Un témoin nous a raconté une autre scène. Elle concerne un personnage de roman : Julien Dray. Le copain de François Hollande reste en première ligne. Il propose sa vision sur tous les sujets. Parfois, les socialistes l'écoutent, lui demande des conseils. D'autres fois, ils l'esquivent, se bouchent les oreilles. Mardi soir, les présents ont eu le droit à une envolée. Julien Dray estime que certains membres du PS le méprisent. Du coup, il a posé une question très sérieuse : «Qui parmi vous a inspiré une série qui est regardée par des millions de personnes ?» Une référence à la série Baron noir. Sa question a fait marrer les socialistes. La réponse : bien évidemment, personne à part lui-même.
Le combat n’est pas terminé
Mardi soir, les responsables socialistes ne se sont pas retrouvés (seulement) pour se faire des blagues ou claquer les portes. Mais pour discuter des élections européennes. La direction a proposé un texte, une ligne directrice, qu'elle a rédigé sous le regard de tous les courants. Il doit être enrichi d'ici la fin du mois, soumis au vote des militants le 11 octobre et approuvé par le conseil national dans la foulée. On a demandé à Julien Dray, candidat pour mener la liste socialiste, ce qu'il en pense : «Il est pas mal, on ne peut pas dire que c'est catastrophique.» Mais le baron noir propose un texte alternatif afin d'imposer certaines de ses idées, la direction l'étudiera dans les prochains jours.

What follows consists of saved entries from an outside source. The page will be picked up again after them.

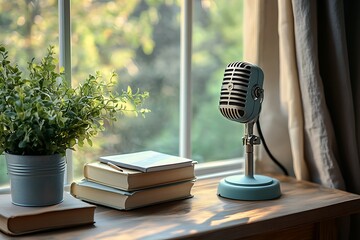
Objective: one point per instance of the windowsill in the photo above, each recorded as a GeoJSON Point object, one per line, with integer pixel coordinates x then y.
{"type": "Point", "coordinates": [202, 170]}
{"type": "Point", "coordinates": [208, 216]}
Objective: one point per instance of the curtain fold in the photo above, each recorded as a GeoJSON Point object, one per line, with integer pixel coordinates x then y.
{"type": "Point", "coordinates": [309, 52]}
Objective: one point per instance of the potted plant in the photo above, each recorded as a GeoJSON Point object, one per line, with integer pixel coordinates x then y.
{"type": "Point", "coordinates": [41, 116]}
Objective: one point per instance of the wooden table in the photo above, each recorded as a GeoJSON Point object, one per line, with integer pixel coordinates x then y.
{"type": "Point", "coordinates": [305, 211]}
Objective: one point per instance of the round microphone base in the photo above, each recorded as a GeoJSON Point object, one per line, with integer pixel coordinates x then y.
{"type": "Point", "coordinates": [241, 187]}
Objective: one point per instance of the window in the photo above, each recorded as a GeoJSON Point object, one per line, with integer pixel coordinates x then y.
{"type": "Point", "coordinates": [140, 40]}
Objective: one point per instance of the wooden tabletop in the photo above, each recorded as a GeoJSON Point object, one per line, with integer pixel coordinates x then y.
{"type": "Point", "coordinates": [208, 216]}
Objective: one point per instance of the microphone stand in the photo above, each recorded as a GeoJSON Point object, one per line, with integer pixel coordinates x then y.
{"type": "Point", "coordinates": [249, 140]}
{"type": "Point", "coordinates": [249, 186]}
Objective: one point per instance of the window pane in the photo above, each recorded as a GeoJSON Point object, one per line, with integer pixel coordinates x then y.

Et Emmanuel Maurel ? : «Le problème du PS, ce n'est pas les programmes, c'est notre double langage, l'hypocrisie, on promet des choses et on fait le contraire une fois au pouvoir.» Sa manière de dire que le texte n'est pas mauvais, d'ailleurs plusieurs de ses propositions ont été retenues. Et c'est pour cette raison que Stéphane Le Foll a claqué la porte. Mais le combat n'est pas terminé pour le député européen, qui résiste pour le moment à la drague ouverte de Jean-Luc Mélenchon – le tribun souhaite l'accueillir au sein de La France insoumise. Emmanuel Maurel demande des garanties, comme celle de ne pas tomber dans les bras du Parti socialiste européen (PSE) qui abrite des «tendances beaucoup plus libérales que Macron».
«Un intergroupe»
Dans les prochains jours, on saura si Emmanuel Maurel et Julien Dray proposent un programme, chacun de leur côté, contre celui de la direction. Une sorte de nouveau congrès. Olivier Faure espère le contraire. Mercredi matin, il a invité la presse à Solférino pour présenter les grandes lignes du projet européen. Comme toute la gauche, il met en avant l'écologie. Il a également demandé un droit d'asile européen pour que «chaque pays prenne sa part». Les socialistes souhaitent «sortir du débat mortifère entre libéraux et souverainistes». Il argumente : «Ce débat a une conséquence : les souverainistes gagnent toujours. Il y a six mois, personne n'imaginait l'Italie tomber aux mains de Salvini : c'est fait.»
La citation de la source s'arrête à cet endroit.